Der letzte Tag des Wintermärchens bricht an. Es geht weiter in die Schweiz, die Mongolische. Vor den Toren der Stadt Ulan Bator, die selbst bereits 1300 Meter hoch liegt, schwingen sich die Berge auf über 2000 Meter. Die Gegend ist ein beliebtes Naherholungsgebiet für die Städter. Wer von den Reisenden will, kann hier eisige Nächte in der Jurte genießen. Doch jetzt scheint die ­wärmende Sonne und Terrelsch, das Ziel der Gruppe, liegt etwas abseits der Hauptstrecke. Es lebt von der Weite des Blicks und der Ruhe der Landschaft. Man ist versucht, die Kälte zu vergessen. Besonderes beim Besuch einer Bauernfamilie in ihrer Winterjurte. Spannend, was Batchylkun und ihr Mann Bayarsaikhan über ihre Familie und ihren Alltag zu erzählen haben. ­Dabei sorgt in der Jurte ein Kanonenofen für wohlige Wärme. Die Kälbchen vor der Tür haben warme Decken übergelegt bekommen.
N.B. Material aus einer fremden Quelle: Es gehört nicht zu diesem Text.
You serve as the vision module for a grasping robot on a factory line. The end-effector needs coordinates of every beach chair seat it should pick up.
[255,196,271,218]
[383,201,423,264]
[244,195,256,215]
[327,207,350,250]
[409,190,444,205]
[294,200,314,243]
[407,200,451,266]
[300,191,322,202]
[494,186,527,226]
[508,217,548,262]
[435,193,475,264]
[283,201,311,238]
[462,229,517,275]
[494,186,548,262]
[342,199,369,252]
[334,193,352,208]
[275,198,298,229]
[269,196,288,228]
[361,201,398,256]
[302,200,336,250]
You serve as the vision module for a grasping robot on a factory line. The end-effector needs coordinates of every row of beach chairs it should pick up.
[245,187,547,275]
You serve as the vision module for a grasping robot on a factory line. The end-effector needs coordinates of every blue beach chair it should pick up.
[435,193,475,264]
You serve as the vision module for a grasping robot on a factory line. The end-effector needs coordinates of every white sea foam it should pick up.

Im touristischen Teil des Camps gibt es ein regionale Spezialität – Hammel aus der Milchkanne, über dem Feuer gekocht. ­Typischer geht es kaum. Und so wird der abschließende Abstecher zum ­großen Dschingis Khan nur noch zu einer, wenn auch attraktiven Randnotiz einer überwältigenden Reise. Mit 40 Metern in der Höhe ist es das größte ­Reiterstandbild der Welt. Ein Fahrstuhl bringt die Gäste hinauf in die Mähne des Pferdes. Auge in Auge mit einem der größten Massenmörder der Geschichte, bleibt in der anderen Blickrichtung ein weiter, beruhigender Ausblick über die Mongolische Schweiz.

Tipps & Information

Zarengold: Die vorgestellte Reise wird jeden Winter an zwei Terminen angeboten. Die nächsten Termine sind 24. Februar bis 8. März 2017, 27. Dezember 2017 bis 8. Januar 2018 sowie 24. Februar bis 8. März 2018. Die Reise kostet ab 3840 Euro zuzüglich Visakosten für Russland. Dreitägige Verlängerung bis Peking ab 740 Euro. Über www.lernidee.de

(Die Reise erfolgte mit Unterstützung von Lernidee.)